By PHK
During the 1990s, it was clear that Russia’s path to democracy would be strewn with thorns. The country’s ability to shed Communism in favor of a capitalist economy along European, not American, lines I thought, however, would be a foregone conclusion.
Maybe, maybe not
I – and most others – do not expect the Russian Federation to attempt to recreate the Soviet Union’s failed seventy year twentieth century foray into Communism, but the country’s development of a modern economic system based on recognizable commercial law any time soon is equally questionable. The impediments to the development of a strong, independent merchant class run too deep in the veins of Russian history.
Here’s the story: even in the 19th and early 20th centuries, the Czars felt far more comfortable by creating and nurturing industrialists in St. Petersburg dependent upon their rule than in helping Moscow’s independent capitalists flourish. In the end, of course, the Bolsheviks destroyed them all after 1917 – or at the very least their wealth and growing influence - but enough relics of Moscow’s turn of the century bourgeoisie remain to provide glimpses of their lives and times thus making possible the book Merchant Moscow.
The back story
In 1978 shortly after I arrived in Moscow to work in the U.S. Embassy’s Cultural Section as Academic Exchanges Officer, James West, then an American professor of Russian history at Connecticut’s Trinity College, now a senior professor at Vermont’s Middlebury College, walked into my office. He had come on a research fellowship as part of the official US-Soviet exchange of senior scholars. He dropped by my office in the Embassy’s Cultural Section to introduce himself and retrieve his mail.
This was West’s third time in the Soviet Union. He went there first as a student, then a graduate student and again in 1978 as a senior researcher. He was studying a subject which ultimately became a basis for Merchant Moscow: Images of Russia’s Vanished Bourgeoisie, the book he later co-edited with Iurii Petrov. Princeton University Press published Merchant Moscow twenty years later.
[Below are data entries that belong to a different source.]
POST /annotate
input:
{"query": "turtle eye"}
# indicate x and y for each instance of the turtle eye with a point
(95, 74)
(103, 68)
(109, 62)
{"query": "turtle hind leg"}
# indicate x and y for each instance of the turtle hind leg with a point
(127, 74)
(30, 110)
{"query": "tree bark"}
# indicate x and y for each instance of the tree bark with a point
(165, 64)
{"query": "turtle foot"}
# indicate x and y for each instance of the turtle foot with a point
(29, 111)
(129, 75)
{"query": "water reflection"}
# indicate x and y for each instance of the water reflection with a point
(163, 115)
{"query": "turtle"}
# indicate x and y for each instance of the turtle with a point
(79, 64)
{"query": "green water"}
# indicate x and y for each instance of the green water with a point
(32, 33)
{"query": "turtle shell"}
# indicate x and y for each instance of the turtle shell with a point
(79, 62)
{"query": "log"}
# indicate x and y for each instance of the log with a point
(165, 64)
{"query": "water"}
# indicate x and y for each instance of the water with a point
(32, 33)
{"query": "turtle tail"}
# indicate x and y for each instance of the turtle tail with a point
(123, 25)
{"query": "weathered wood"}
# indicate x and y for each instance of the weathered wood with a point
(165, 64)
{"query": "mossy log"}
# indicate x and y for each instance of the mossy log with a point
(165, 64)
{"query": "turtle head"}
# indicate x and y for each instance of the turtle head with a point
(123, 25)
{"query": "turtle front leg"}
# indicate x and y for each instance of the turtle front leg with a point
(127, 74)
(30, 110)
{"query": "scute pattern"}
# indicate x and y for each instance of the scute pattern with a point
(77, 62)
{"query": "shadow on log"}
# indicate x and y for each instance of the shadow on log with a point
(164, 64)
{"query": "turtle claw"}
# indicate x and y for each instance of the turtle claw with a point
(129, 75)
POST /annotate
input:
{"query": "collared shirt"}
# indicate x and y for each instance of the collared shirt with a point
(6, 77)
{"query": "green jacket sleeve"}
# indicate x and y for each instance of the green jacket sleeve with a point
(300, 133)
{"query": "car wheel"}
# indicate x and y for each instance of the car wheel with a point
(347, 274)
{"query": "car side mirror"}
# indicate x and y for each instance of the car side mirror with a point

West told me – a newcomer to the Soviet Union that fall – that to understand the Soviet Union one needed to understand the Russian Empire. By this he meant that underneath the grit, grime, and grungy paint of 1978 Moscow was a thousand years of history, culture and tradition – and that much of the seemingly incomprehensible behavior, in fact had lengthy and gnarled roots.
Soon after the fall of the Soviet Union in 1992, Jay and I had another conversation on a very similar topic. This time it was about the new Russia. He said to understand the new Russian Federation one needed to understand the Soviet Union.
Certainly one of the defining characteristics of the Soviet Union was its abhorrence of anything that smacked of capitalism. What I had almost forgotten, however, was the shallowness of capitalism’s roots in the Russian Empire but understanding this helps me put in better context Vladimir Putin’s approach to the Russian economy. This includes his treatment of “the oligarchs,” the large, homegrown mostly Jewish capitalists who arose in the wake of the fall of the Soviet Union and his government’s increasing control over large scale enterprise.